Vous êtes originaires du Cameroun, où vous avez vécu enfant, y avez-vous déjà mis en place des projets artistiques avec des artistes ? Et pouvez-vous nous parler un peu plus du milieu artistique camerounais qui semble très dynamique ?
Je retourne régulièrement au Cameroun pour présenter de nouveaux projets. J’y ai quelquefois organisé des workshops (ateliers de formation) et conseillé beaucoup de photographes émergeants. Mais cela se limite toujours à des projets occasionels, hors j’aimerais travailler de manière plus structuré, sur des projets où je pourrais encadrer et former les jeunes sur une période bien définie. Tout cela est en gestation.

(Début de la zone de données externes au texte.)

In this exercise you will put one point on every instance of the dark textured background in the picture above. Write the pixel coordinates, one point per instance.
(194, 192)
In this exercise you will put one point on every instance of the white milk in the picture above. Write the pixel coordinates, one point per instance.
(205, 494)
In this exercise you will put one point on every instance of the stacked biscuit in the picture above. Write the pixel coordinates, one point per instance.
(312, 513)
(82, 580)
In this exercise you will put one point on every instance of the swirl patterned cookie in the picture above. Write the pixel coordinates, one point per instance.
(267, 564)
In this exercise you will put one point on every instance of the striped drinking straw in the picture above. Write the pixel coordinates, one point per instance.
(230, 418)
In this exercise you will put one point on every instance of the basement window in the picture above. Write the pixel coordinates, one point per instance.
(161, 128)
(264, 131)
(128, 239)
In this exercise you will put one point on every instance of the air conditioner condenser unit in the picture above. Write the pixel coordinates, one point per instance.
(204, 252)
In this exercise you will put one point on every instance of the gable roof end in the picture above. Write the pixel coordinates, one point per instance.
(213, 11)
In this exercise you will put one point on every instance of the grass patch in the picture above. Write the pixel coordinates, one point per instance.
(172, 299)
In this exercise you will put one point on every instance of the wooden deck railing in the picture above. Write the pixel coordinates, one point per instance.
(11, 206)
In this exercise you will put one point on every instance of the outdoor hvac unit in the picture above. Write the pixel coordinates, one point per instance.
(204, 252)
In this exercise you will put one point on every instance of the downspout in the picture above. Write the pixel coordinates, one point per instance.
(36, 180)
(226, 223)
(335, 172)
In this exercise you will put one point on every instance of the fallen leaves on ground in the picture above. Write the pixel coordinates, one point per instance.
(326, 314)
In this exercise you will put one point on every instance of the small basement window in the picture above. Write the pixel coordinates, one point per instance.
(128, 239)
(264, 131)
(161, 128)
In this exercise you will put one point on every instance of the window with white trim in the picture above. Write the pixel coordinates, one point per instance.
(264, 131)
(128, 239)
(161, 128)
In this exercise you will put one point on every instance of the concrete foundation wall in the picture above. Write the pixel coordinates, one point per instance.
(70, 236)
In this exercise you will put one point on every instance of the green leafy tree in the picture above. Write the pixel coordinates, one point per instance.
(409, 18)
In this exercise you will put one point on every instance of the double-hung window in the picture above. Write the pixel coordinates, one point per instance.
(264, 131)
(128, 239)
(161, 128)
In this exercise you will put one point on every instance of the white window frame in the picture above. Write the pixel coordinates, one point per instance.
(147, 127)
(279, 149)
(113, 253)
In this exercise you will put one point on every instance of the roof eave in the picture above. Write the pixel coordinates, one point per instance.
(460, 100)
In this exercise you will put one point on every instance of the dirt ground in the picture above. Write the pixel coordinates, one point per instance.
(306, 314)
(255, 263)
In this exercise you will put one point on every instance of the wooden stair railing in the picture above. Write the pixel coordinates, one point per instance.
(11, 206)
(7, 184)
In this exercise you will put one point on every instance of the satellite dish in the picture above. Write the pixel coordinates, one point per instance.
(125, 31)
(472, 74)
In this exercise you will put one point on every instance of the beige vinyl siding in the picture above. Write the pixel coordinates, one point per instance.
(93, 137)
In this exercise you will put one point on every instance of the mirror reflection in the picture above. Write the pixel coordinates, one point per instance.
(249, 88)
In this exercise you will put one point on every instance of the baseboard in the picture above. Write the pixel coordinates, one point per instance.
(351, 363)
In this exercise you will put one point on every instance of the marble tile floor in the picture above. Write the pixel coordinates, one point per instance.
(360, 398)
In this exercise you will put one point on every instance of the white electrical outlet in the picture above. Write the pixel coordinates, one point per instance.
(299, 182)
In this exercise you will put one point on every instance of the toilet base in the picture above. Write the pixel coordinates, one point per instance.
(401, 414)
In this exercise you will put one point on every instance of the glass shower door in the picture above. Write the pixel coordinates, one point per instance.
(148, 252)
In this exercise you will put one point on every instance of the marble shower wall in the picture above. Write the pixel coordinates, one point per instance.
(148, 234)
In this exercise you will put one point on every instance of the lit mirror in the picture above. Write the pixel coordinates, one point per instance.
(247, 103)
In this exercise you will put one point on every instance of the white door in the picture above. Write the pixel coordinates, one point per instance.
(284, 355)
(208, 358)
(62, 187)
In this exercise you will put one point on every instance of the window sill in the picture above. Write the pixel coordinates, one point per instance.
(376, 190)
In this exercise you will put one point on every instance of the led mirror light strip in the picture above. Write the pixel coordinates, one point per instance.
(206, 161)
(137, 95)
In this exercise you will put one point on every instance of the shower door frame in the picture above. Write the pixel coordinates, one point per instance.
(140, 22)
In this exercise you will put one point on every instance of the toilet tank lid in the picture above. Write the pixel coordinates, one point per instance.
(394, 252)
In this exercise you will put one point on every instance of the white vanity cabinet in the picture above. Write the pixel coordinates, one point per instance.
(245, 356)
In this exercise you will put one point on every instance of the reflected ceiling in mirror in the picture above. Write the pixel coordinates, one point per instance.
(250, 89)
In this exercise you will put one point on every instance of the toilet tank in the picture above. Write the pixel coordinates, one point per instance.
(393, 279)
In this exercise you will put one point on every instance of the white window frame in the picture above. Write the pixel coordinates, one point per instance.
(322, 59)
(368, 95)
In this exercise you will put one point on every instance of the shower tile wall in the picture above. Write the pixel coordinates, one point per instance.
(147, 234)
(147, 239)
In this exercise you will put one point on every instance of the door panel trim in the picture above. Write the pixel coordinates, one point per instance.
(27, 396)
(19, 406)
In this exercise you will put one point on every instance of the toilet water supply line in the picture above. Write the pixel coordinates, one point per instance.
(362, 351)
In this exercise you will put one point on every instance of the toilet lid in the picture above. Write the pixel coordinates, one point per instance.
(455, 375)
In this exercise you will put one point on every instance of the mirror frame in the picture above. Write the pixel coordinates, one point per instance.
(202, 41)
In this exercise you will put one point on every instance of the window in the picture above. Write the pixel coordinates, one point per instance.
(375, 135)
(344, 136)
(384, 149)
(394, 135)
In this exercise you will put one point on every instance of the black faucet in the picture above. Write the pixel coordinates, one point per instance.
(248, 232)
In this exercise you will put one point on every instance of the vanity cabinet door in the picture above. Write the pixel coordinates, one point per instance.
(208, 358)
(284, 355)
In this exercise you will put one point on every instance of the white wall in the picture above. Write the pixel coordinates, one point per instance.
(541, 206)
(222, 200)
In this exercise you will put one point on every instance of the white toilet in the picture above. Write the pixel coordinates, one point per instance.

La plupart des artistes camerounais que j’ai cité sont très dynamique et ont déjà participé à des expositions en Europe, aux États-Unis, ce qui témoigne non seulement de la visibilité de l’art africain mais aussi une reconnaissance des talents. Tous ces artistes sont très attachés au développement de leur pays, et l’expérimentent dans leur création, conscients que la notion de développement peut aussi passer par l’Art.
Malheureusement, l’art contemporain n’est pas toujours apprécié à sa juste valeur et reste encore assez mal connu au Cameroun. A part quelques rares espaces , il manque aux artistes les structures professionnelles adéquates où ils peuvent présenter leurs oeuvres et bénéficier d’une bonne promotion.
Il faut multiplier et privilégier des manifestations telles que le Festival National des Arts et Culture du Cameroun (FNACC) qui offre aussi une grande visibilité aux artistes. Organiser des débats, des rencontres, des échanges.

Vous partagez votre pratique artistique entre la vidéo, la photographie mais aussi les poèmes. Pourquoi cette volonté de rester pluridisciplinaire ?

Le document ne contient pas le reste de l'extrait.